As shown below and per the R code at the bottom, I plot a base survival curve for the lung dataset from the survival package using a fitted gamma model (plot red line) with flexsurvreg() and run simulations (plot blue lines) by drawing on random samples for the $W$ random error term of the standard gamma distribution equation $Y=logT=α+W$ per section 1.5 of the Rodríguez notes at https://grodri.github.io/survival/ParametricSurvival.pdf.
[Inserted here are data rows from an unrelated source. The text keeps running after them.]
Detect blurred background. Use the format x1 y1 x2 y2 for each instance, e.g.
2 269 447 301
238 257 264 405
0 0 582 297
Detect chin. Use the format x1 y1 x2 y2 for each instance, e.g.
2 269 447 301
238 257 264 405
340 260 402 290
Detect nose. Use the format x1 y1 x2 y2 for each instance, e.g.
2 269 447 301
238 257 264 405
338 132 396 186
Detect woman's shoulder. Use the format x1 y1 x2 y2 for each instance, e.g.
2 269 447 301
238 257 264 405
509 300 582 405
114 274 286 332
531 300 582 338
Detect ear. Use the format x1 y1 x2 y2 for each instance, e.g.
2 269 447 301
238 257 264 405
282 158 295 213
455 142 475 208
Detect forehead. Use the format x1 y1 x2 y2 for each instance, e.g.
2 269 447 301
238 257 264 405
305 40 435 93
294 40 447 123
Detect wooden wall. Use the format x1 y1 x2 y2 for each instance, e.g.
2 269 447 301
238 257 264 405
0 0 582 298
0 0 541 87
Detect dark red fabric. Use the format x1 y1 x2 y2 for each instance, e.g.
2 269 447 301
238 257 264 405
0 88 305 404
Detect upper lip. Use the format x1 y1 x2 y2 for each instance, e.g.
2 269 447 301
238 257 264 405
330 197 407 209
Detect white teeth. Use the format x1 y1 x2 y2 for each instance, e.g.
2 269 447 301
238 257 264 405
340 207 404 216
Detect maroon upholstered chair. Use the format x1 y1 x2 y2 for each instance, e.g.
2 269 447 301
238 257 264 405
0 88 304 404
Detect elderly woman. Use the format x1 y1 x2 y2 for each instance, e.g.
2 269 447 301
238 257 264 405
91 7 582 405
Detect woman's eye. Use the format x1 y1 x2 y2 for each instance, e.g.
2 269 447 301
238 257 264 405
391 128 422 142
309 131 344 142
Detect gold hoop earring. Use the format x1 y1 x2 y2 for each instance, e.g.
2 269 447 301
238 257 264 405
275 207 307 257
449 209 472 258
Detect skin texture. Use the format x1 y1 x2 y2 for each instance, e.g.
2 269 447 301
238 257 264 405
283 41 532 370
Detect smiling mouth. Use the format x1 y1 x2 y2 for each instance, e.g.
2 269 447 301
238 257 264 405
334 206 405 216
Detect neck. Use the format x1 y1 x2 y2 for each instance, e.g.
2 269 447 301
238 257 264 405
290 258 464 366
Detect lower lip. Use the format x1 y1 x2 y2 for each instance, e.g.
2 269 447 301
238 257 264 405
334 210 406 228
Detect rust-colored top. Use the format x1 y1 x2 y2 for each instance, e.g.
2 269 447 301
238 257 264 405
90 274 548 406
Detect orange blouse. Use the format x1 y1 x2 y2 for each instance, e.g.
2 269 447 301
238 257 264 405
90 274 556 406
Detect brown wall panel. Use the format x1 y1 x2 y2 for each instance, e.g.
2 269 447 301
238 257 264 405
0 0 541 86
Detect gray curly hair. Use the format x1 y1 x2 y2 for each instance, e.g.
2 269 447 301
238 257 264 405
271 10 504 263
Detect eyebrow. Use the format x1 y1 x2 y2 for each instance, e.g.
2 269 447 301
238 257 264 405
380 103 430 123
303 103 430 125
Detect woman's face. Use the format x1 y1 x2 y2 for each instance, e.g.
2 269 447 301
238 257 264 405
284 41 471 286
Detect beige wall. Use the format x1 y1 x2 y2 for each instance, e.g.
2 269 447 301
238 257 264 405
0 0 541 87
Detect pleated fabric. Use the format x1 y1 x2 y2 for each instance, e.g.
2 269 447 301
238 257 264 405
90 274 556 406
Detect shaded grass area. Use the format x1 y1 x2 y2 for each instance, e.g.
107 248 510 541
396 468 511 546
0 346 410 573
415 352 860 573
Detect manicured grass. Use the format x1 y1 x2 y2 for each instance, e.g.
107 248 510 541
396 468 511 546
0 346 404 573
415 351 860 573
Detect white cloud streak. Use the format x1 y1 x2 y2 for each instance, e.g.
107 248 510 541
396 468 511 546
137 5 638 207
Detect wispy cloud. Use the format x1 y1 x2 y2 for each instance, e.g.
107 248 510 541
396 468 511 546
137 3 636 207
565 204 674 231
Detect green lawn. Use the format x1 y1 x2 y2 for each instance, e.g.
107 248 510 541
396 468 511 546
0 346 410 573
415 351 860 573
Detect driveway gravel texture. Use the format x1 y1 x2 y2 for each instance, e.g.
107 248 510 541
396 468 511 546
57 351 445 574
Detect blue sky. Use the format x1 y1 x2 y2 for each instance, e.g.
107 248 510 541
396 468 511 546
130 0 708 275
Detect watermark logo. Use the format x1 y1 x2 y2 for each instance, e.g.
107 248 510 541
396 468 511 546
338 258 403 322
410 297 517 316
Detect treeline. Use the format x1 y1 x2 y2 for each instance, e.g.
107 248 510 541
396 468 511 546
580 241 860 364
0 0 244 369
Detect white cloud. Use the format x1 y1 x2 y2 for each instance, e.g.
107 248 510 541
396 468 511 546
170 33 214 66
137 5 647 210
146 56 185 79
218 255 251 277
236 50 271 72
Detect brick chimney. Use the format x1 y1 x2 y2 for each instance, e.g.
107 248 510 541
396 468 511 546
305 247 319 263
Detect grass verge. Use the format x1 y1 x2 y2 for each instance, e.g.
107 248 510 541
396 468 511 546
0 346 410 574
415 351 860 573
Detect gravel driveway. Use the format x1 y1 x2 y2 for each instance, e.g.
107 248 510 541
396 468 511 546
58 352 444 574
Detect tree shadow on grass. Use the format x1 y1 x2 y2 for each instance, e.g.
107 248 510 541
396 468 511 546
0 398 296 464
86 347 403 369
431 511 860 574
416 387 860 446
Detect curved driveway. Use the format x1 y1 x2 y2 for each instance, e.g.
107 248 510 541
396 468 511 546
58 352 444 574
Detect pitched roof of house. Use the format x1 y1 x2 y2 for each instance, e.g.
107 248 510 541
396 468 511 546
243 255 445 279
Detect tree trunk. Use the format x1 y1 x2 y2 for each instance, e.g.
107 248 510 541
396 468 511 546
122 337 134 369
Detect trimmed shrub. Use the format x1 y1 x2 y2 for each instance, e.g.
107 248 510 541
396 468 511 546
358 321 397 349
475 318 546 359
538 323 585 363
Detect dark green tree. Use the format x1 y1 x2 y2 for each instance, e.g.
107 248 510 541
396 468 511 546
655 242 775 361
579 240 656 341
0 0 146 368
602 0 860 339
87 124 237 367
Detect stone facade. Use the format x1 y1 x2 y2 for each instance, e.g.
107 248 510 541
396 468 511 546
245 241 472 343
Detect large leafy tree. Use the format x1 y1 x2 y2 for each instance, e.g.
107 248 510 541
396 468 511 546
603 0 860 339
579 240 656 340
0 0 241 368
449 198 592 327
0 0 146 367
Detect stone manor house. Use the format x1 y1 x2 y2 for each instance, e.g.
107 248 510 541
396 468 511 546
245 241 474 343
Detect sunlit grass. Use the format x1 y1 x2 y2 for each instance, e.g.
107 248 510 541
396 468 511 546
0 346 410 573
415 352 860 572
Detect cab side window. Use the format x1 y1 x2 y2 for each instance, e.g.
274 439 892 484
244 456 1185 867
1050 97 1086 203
In drawing on random samples for $W$, I am trying to illustrate the fundamental variability imposed by fitting a model to the data by using a generalized standard minimum extreme value distribution per the Rodríguez notes, which states: "$W$ has a generalized extreme-value distribution with density...controlled by a parameter $k$ as excerpted below"
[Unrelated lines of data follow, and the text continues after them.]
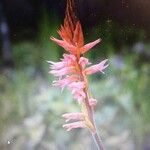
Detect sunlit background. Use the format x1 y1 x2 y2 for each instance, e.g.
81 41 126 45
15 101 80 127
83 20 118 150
0 0 150 150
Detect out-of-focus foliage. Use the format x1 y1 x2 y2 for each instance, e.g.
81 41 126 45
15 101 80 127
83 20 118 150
0 11 150 150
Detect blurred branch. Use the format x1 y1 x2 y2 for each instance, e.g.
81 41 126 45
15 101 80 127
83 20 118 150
0 1 12 67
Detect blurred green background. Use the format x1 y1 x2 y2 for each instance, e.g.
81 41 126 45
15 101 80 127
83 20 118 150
0 0 150 150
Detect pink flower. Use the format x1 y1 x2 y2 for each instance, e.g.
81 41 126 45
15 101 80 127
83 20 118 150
63 121 86 131
48 0 108 132
68 82 86 103
79 57 91 69
89 98 97 107
81 39 101 54
85 59 109 75
62 113 84 122
53 75 78 89
51 37 76 54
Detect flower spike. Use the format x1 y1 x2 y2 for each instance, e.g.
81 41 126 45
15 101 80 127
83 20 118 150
48 0 108 150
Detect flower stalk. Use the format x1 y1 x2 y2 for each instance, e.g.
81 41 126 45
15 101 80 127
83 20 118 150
48 0 108 150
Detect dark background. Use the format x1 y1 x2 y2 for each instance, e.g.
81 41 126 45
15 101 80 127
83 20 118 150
0 0 150 150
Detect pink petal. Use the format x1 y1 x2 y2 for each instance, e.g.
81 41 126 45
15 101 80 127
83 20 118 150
63 121 86 131
53 76 78 88
47 61 65 70
89 98 97 107
85 59 109 75
62 113 84 122
51 37 76 54
79 57 91 68
81 39 101 54
49 67 75 76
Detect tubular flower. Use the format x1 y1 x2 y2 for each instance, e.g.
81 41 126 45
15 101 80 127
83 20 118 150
48 0 108 137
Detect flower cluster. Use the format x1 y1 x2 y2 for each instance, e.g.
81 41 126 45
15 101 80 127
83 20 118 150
48 0 108 131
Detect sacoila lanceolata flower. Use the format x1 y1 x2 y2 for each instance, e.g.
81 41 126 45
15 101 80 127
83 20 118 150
48 0 108 149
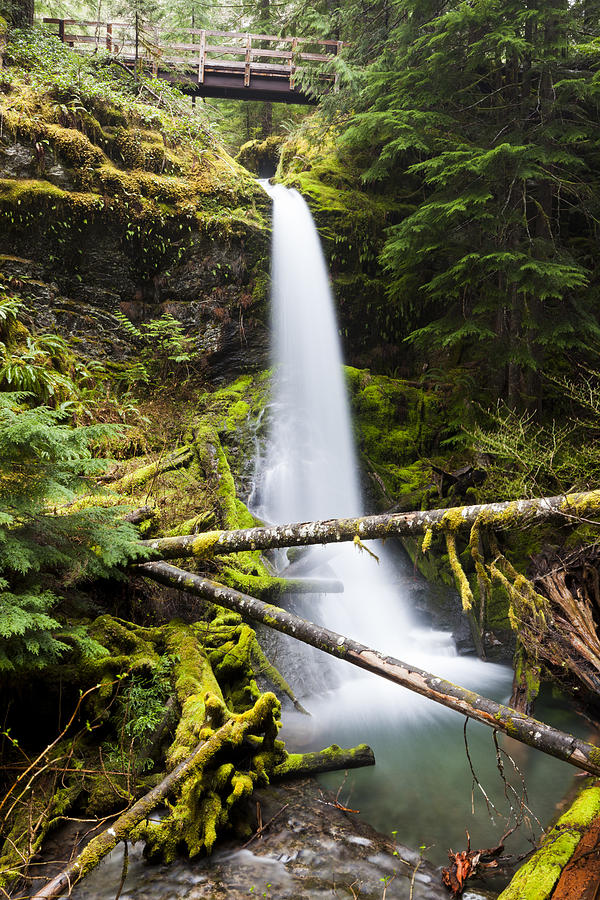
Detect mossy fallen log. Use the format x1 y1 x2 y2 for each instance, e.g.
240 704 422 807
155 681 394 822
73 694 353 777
498 786 600 900
111 447 192 494
135 562 600 775
32 694 279 900
32 708 375 900
142 490 600 560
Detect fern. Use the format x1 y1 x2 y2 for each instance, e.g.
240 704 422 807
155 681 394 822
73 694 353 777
0 393 149 669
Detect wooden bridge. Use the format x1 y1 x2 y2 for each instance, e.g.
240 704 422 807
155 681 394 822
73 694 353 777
43 18 343 104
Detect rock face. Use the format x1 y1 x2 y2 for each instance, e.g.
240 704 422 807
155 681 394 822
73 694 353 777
54 779 486 900
0 74 269 377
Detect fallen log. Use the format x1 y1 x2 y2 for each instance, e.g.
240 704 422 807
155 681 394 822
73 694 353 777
31 694 375 900
32 712 260 900
135 562 600 775
142 490 600 560
271 744 375 780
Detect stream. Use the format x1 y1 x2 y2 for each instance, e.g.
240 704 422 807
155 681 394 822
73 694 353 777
65 183 588 900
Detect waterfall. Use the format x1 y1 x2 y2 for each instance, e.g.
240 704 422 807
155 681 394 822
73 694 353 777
255 182 504 740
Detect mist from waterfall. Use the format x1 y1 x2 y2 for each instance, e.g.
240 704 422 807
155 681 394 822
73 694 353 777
258 182 505 736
In the plot below, I run 5 simulations by repeatedly running the last line of code and as you can see the simulations are far from the fitted gamma curve in red. Those simulations should surround the fitted gamma, loosely following its shape. The best I've been able to do in generating random samples $W$ and loosely following the shape of the fitted gamma curve is by using rgamma() as shown in the below code and plotted below, and for getting closer to the fitted gamma curve although not following its curvature is rexp() (commented-out in the code) which is a bit nonsensical and neither of these two are generalized extreme values either. I also try rgpd() from the evd package (commented-out) for generating random samples from a generalized extreme value distribution, and those results are nonsensical. Similar bad outcomes using evd::rgev().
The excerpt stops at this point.